Another worrying sign is that those in the AB social grade, a marketing term to describe people in the middle classes or higher, are even more pessimistic about the prospects for economic growth than lower-earning professions and the unemployed.

These are people running industry and in the professions who could be expected to not only be living the good life, but to have an overview of how things are going. But only 5.1% expect growth and more than a third (33.5%) predict decline over the next 10 years.

That compares with 18.3% of C1 grades (supervisors, junior managers and some professionals) and 17.6% from the C2 group (largely composed of skilled workers) who think things will get better.

These are very low numbers of people thinking they and their children can expect a better life.

Men are more pessimistic about the economic future than women.

More men envisage a return to Troubles-era violence, 15.9%, and a higher proportion of males, 22.8%, expect to see the economy get worse.

For women the proportions are 10.5% for violence and 16.1% for economic growth.

Politics here is usually fought out on identity issues but things are no longer that clear-cut.

Respondents were allowed to choose between British, Irish and Northern Irish identity and there is a spread of views which, particularly for Catholics, did not go along traditional sectarian lines.

It is notable that the Northern Irish identity, which seemed to come to the fore around 2010 and 2011 as people came to terms with devolution, now seems to be under some pressure.

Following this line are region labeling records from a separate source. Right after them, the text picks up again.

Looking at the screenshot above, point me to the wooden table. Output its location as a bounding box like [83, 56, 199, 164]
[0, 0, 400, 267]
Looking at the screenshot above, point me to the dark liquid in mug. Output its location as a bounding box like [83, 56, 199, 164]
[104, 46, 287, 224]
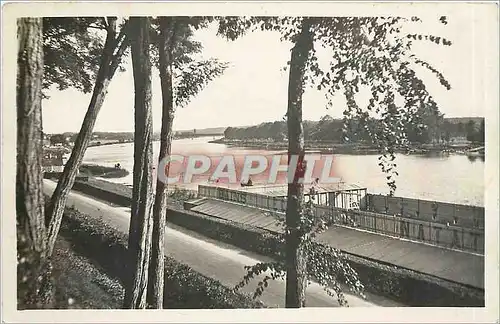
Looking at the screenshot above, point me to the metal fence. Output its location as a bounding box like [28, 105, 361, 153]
[366, 194, 485, 229]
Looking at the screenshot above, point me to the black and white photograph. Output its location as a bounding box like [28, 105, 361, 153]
[0, 1, 499, 323]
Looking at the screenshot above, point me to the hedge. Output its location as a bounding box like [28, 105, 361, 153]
[60, 208, 265, 309]
[66, 185, 484, 307]
[167, 207, 484, 307]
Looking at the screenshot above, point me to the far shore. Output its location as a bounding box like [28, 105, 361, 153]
[209, 138, 484, 155]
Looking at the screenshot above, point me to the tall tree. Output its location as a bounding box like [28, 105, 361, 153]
[16, 18, 52, 308]
[219, 17, 451, 307]
[124, 17, 153, 309]
[147, 17, 227, 308]
[45, 17, 129, 255]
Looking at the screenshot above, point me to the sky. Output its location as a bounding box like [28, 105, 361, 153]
[43, 10, 489, 133]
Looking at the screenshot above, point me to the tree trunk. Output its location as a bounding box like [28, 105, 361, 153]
[45, 17, 127, 255]
[285, 19, 313, 308]
[16, 18, 52, 308]
[124, 17, 153, 309]
[147, 17, 175, 309]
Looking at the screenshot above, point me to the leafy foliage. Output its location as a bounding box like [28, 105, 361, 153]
[43, 17, 106, 93]
[218, 16, 451, 194]
[235, 189, 364, 306]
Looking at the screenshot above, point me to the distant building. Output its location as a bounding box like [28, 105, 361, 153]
[448, 136, 472, 146]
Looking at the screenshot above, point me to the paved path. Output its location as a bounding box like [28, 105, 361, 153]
[191, 198, 484, 289]
[44, 180, 403, 307]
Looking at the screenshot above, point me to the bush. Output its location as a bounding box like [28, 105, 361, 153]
[168, 208, 484, 307]
[66, 185, 484, 307]
[60, 208, 265, 309]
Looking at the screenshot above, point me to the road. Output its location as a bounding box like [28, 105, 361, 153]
[44, 180, 403, 307]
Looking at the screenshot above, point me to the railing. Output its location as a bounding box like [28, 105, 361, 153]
[198, 185, 485, 253]
[315, 206, 485, 254]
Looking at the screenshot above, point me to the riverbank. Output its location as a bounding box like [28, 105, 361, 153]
[79, 164, 130, 179]
[48, 202, 265, 309]
[209, 138, 480, 155]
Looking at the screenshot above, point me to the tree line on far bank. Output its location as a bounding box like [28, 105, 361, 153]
[224, 115, 485, 144]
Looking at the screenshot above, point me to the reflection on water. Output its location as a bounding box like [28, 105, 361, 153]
[84, 138, 484, 206]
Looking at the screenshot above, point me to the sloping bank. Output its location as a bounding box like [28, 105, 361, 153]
[56, 207, 265, 309]
[70, 181, 484, 307]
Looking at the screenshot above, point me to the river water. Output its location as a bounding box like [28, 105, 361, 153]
[84, 138, 485, 206]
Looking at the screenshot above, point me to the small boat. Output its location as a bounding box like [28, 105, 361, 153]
[465, 146, 485, 156]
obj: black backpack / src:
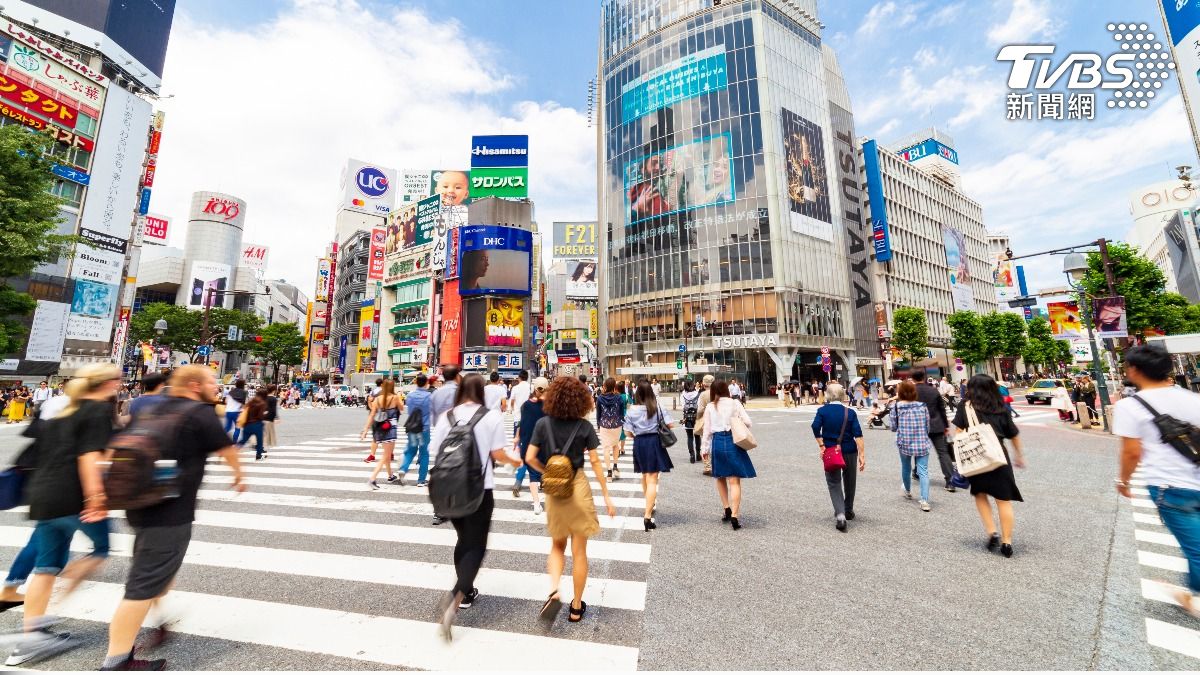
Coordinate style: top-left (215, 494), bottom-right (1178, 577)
top-left (1133, 396), bottom-right (1200, 466)
top-left (430, 406), bottom-right (491, 518)
top-left (103, 399), bottom-right (192, 510)
top-left (404, 408), bottom-right (425, 434)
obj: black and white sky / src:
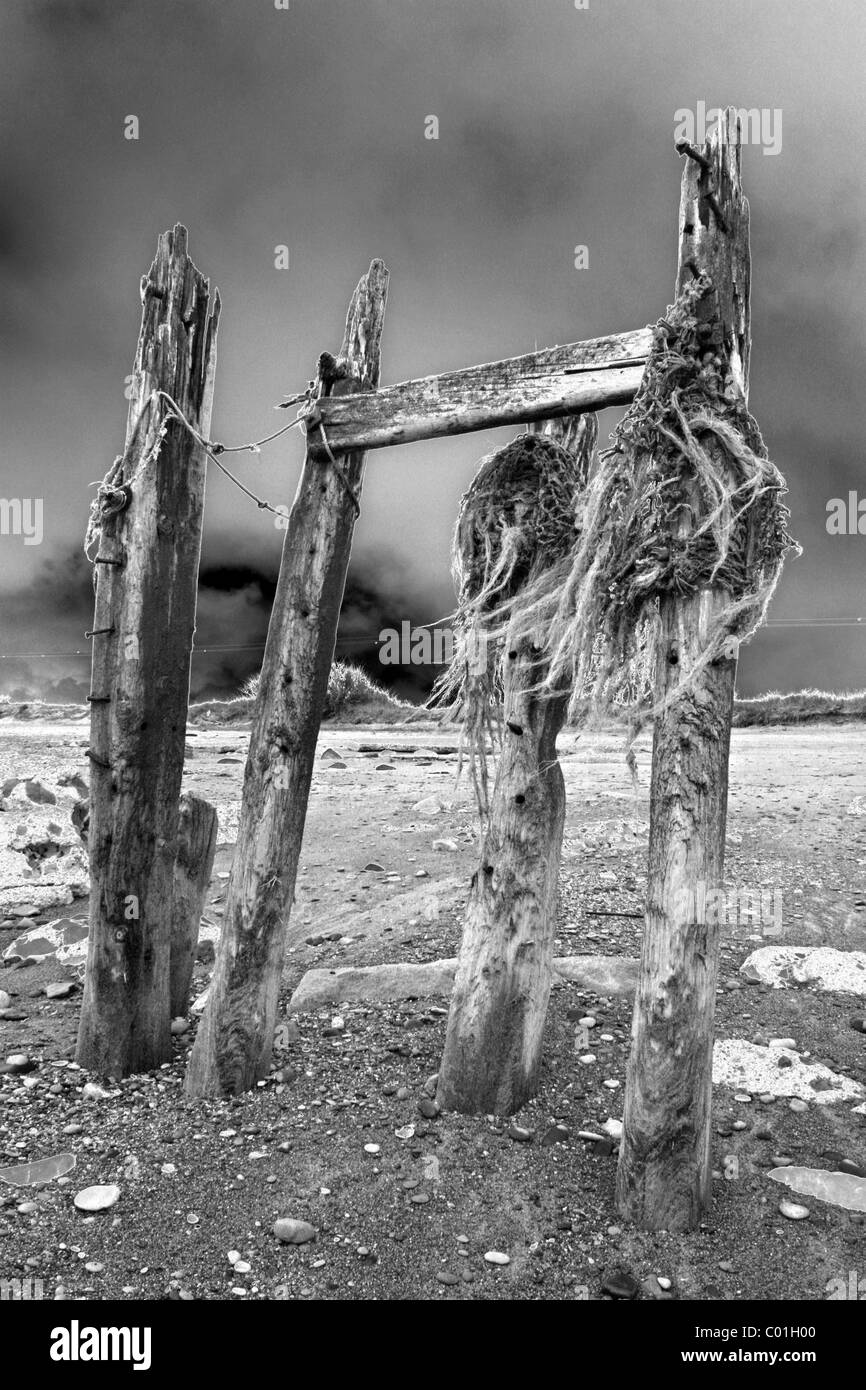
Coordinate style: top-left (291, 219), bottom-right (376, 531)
top-left (0, 0), bottom-right (866, 698)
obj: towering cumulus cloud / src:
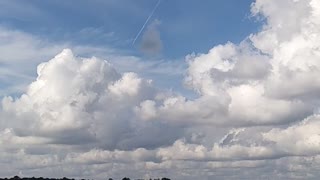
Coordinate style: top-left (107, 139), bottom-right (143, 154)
top-left (0, 0), bottom-right (320, 179)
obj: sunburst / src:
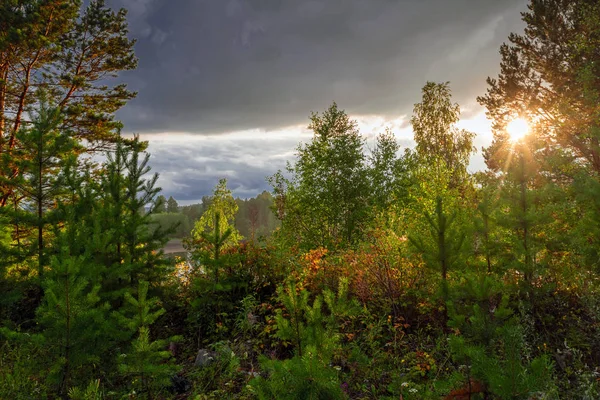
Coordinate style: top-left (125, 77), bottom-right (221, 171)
top-left (506, 118), bottom-right (529, 142)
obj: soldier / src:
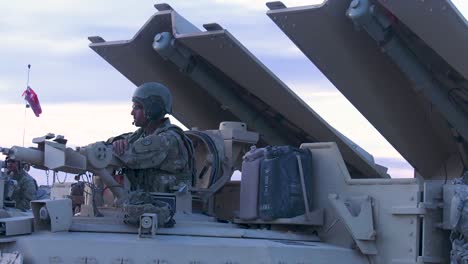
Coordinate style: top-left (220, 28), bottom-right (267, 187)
top-left (6, 158), bottom-right (37, 211)
top-left (110, 82), bottom-right (194, 192)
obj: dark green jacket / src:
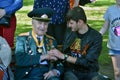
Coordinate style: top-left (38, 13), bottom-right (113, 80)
top-left (63, 27), bottom-right (102, 72)
top-left (15, 32), bottom-right (63, 79)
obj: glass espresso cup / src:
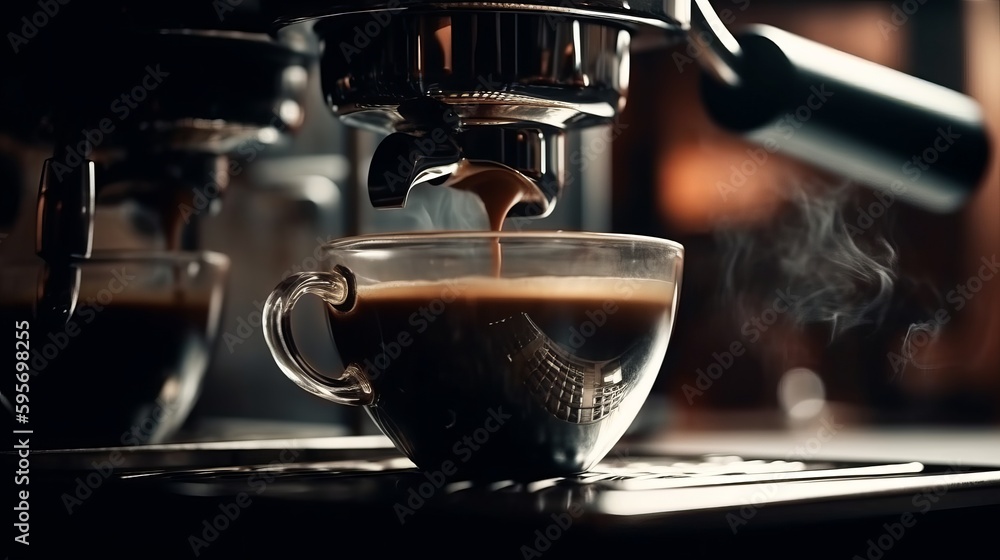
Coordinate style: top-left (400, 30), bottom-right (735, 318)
top-left (0, 251), bottom-right (229, 449)
top-left (263, 232), bottom-right (684, 478)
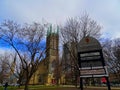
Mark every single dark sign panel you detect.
[78,37,107,77]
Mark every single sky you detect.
[0,0,120,46]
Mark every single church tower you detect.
[46,25,59,85]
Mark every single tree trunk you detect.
[24,81,29,90]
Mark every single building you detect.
[29,25,59,85]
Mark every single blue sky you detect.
[0,0,120,38]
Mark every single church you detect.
[29,25,59,85]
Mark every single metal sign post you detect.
[78,37,111,90]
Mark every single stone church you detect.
[29,25,59,85]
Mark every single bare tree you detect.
[104,38,120,82]
[60,14,101,84]
[0,21,45,90]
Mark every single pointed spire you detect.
[57,25,59,34]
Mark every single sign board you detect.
[78,37,108,77]
[80,67,108,77]
[78,37,111,90]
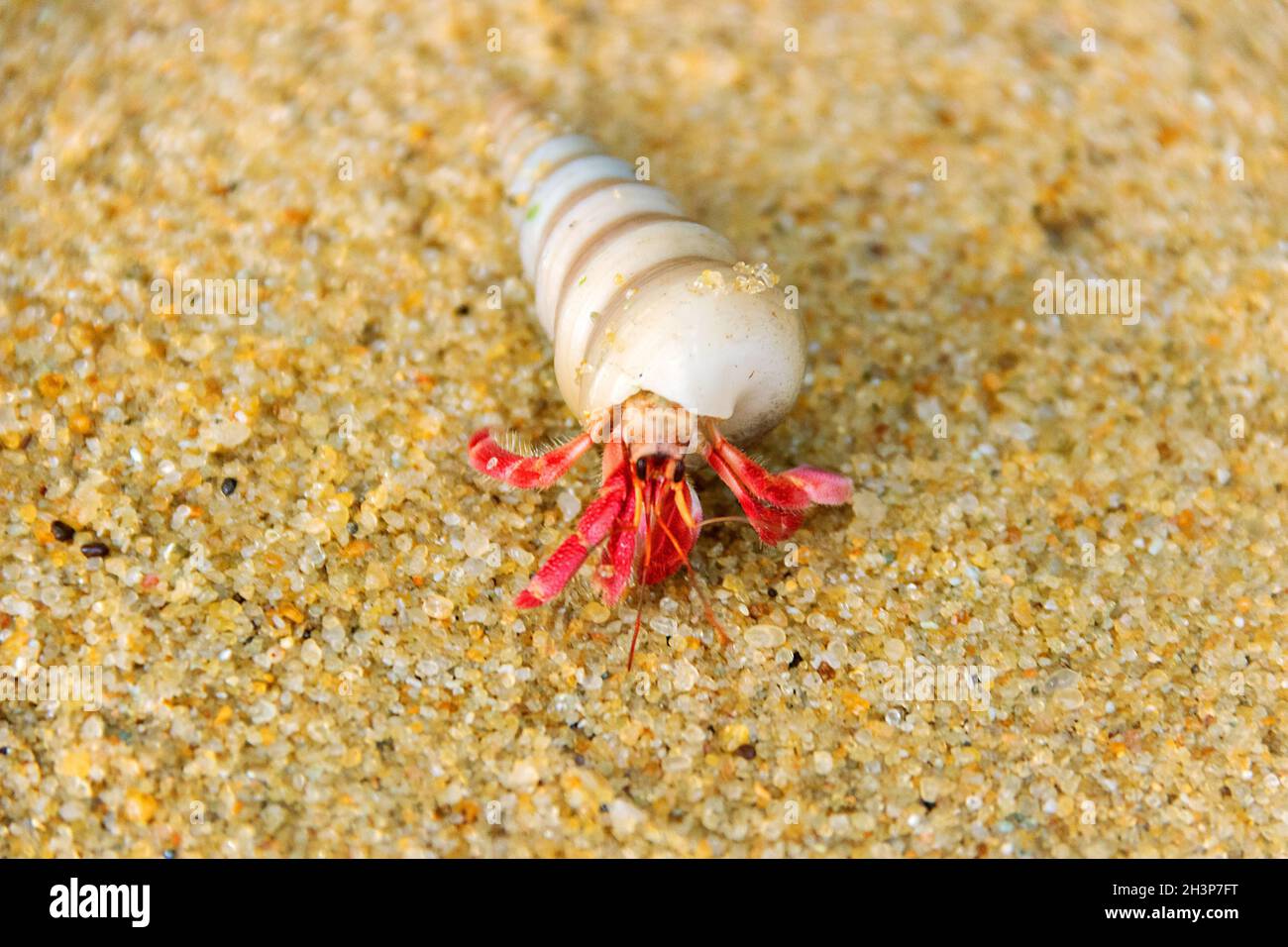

It seems likely that there is some disillusionment with Stormont and the other Northern Ireland institutions people once bought into.

These are the same respondents who, this year and in our previous poll in May 2012, gave devolution a negative rating compared to direct rule. The only difference was that in May 2012 it was -40% and this year it had sunk to -60%.

Respondents were asked whether the term Northern Irish, British or Irish best described them – 13.3% of people polled described themselves as Northern Irish, 20.5% as Irish, while the largest group of 33.4% described themselves as British.

Although 'British' was most popular, there was no sign of a "majority community", and around a quarter of Catholics chose the British designation.

Clearly things are changing – but people are not confident about the way they are heading.